What are the differences and similarities between the terms “international” and “global Health?

Steven post

Using the term “global” rather than “international” was an intentionally provocative decision, and I recognize the anachronism.  Although “globalization” and “global health” really only entered wide use in the 1990s, I was thinking more in terms of what the great Canadian media theorist Marshall McLuhan called the “global village” – the world considered as a single community, brought together by technology and communications. I wanted to register the radical shift of the RF public health programs on these terms.

They cannot be understood as part of the slow evolution of international initiatives that characterized the main efforts of the day, for example inter-state information sharing over epidemic outbreaks, or coordination on port sanitation.  Suddenly, with very little build-up, and within the space of 12 months from late 1913 to late 1914, the RF deployed a programmatic and ambitious public health model to combat hookworm disease that literally girdled the globe.  Though they named the RF agency in charge the “International Health Board”, in fact it was not international at all.

It was a very well funded NGO (that term had not been coined yet either!) that worked through the British imperial system, on the one hand, and through bilateral agreements with Latin American state governments on the other.

Most significantly, it involved a plan to combat, systematically and without discrimination, a very basic and chronic affliction among “common” people in rural areas using a universal technology – a standardized method in conjunction with a standardized politico-administrative model that has to be understood as a very early – perhaps the first – incarnation of what Foucault refers to as a “bio-politics” on a global scale.  It’s funny because so much has been written about the Rockefeller Foundation public health initiatives but I don’t think this truly radical aspect of them has been properly grasped.

What are your current projects?

La vacuna

Written by Steven Palmer and Marcos Cueto, “Medicine and Public Health in Latin America” was recently published by Cambridge University Press.

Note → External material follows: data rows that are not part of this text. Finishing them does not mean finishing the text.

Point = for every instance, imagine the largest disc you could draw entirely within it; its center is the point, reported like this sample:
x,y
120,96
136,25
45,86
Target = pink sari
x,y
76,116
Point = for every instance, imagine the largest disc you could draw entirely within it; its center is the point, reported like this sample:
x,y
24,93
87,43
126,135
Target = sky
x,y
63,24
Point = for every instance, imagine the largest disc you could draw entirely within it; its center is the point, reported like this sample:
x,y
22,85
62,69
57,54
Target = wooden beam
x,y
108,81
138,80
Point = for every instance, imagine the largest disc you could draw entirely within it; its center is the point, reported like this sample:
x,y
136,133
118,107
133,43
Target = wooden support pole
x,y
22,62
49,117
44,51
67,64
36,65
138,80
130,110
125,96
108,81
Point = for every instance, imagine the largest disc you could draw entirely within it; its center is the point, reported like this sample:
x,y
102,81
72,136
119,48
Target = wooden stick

Unfortunately I have too many! I was blessed to be awarded a Canada Research Chair, which comes with wonderful research opportunities for a ten-year period (mine runs through 2016).

This has allowed me to engage in multiple research collaborations that would never have been possible otherwise.  I would say that the biggest project has been working with Marcos Cueto on the Cambridge book, Health and Medicine in Latin America: A History.  This was a very important book in that we tried, to the best of our abilities, to bring together as much of the wonderful scholarship of the past twenty years in this area.

On the one hand we wanted to make available in one publication all the great bibliography that is out there, and on the other we wanted to formulate some initial propositions about continental historical patterns, as well as the possible singularities about the way Latin America entered the modern medical and health world.

I am also finishing a book on the politics of Cuban medicine in the late Spanish empire and early republican period when the island fell under the close supervision of the US. Finally, I am starting to look at the representations of medicine and health at the 1967 Universal and International Exhibition – Expo 67, held in Montreal.